そう無機質に言い放った奴の顔は、相も変わらず美しかった。(勿論私には及ばないが)僕の、と静かに所有物宣言されたものは、綾部くん、わたしは物じゃあないんだけどな と控え目に自己主張した。確か小松田もこうやって何かを諭されていたな。事務経験から云えば、彼の方が先輩の筈なのに。

「ねえ、聞いてるの、平」

鋭い視線が突き刺さる。新人事務員の胸に顔を擦り寄せ乍ら、色素の薄い瞳が私を視ていた。ああ凄い。睫毛まで灰色じゃないか。



べちん。


小気味よい音。綾部になぐられたのか。駄目じゃない綾部くんお友達に手を上げるなんて と、鈍感な彼女はなにもかも意味不明のまま。(いっそそれが一番の得策なのかもしれない)

「とにかく、これ僕のだから。近付かないでよね」

成る程要はさっきまで私と彼女が会話していたのが許せないのか。どこまで嫉妬深いのだろう。(というかお前、忍者の三禁はどうしたんだ!)
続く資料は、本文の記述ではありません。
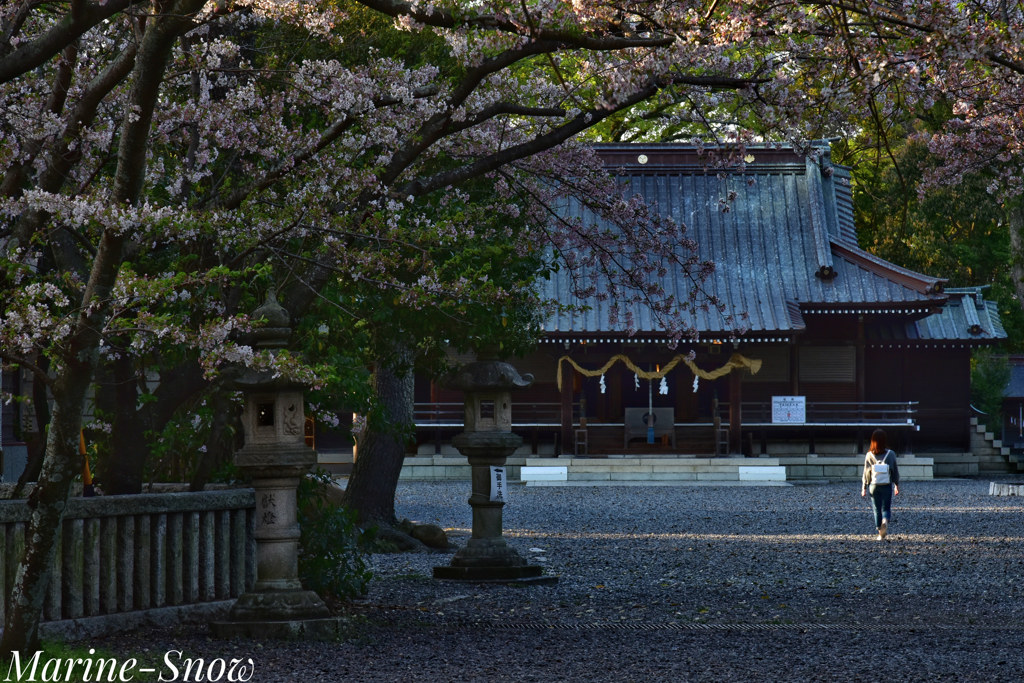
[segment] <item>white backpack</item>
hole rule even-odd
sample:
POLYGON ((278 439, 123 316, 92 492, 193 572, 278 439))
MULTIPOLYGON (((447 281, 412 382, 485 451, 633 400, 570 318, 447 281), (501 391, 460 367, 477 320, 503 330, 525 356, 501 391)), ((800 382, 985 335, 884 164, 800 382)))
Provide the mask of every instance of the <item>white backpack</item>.
MULTIPOLYGON (((882 456, 884 459, 889 455, 886 451, 885 455, 882 456)), ((877 457, 877 456, 875 456, 877 457)), ((889 465, 884 462, 876 462, 871 466, 871 483, 872 484, 888 484, 889 483, 889 465)))

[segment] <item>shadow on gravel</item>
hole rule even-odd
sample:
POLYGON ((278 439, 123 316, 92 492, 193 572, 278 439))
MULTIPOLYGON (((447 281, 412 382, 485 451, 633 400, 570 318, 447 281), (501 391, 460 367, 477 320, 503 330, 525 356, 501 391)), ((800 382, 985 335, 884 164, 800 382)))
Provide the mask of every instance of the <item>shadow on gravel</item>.
MULTIPOLYGON (((515 488, 506 539, 555 587, 439 582, 445 556, 375 555, 346 642, 113 642, 248 652, 267 682, 1024 680, 1024 498, 986 492, 908 482, 878 542, 857 484, 515 488)), ((465 530, 465 496, 403 483, 398 512, 465 530)))

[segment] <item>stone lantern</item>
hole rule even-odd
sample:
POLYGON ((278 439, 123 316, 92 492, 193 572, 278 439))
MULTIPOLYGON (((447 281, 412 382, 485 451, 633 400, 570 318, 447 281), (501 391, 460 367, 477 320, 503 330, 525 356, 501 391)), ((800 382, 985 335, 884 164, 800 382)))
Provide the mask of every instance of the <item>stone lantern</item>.
MULTIPOLYGON (((273 292, 252 317, 266 320, 253 334, 257 349, 283 349, 291 336, 288 312, 273 292)), ((233 382, 244 394, 245 446, 235 464, 256 490, 256 584, 243 593, 227 621, 211 624, 217 637, 332 637, 337 619, 320 596, 299 581, 296 489, 316 464, 305 442, 304 387, 273 371, 246 369, 233 382)))
POLYGON ((514 367, 493 358, 465 366, 446 382, 466 394, 466 431, 452 444, 472 466, 473 536, 452 558, 450 566, 434 567, 434 578, 500 583, 556 583, 557 577, 541 576, 544 568, 527 564, 501 537, 504 500, 492 495, 492 468, 504 467, 505 459, 523 439, 512 433, 512 391, 533 384, 533 376, 520 377, 514 367))

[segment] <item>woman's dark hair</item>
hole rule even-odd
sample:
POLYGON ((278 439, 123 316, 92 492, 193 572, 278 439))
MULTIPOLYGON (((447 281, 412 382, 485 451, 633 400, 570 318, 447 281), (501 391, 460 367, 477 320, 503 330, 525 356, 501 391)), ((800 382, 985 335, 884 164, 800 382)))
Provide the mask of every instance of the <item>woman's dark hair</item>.
POLYGON ((876 429, 871 432, 871 452, 875 455, 881 455, 888 450, 885 442, 885 432, 881 429, 876 429))

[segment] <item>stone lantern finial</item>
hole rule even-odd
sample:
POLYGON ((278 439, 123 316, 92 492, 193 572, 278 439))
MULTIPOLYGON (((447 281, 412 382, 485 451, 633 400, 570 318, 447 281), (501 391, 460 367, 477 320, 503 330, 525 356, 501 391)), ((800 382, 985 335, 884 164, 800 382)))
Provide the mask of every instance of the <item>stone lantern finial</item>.
POLYGON ((273 288, 267 290, 266 300, 249 316, 253 320, 265 320, 266 325, 252 332, 253 346, 260 349, 283 349, 292 336, 291 316, 277 301, 273 288))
無表情なままもう一度へばり付いてきた忍たまをさも当然のように受け入れ乍ら じゃあね滝夜叉丸くん と新人事務員は笑顔で私に別れを告げた。







嗤ってビスクドール!
(想い人を前にして嗤いもしないとは、私はお前が解らんよ)









綾部はいっそぞっとするくらい機械的な子で。
因みに滝夜叉丸視点なのはあれです。趣味です。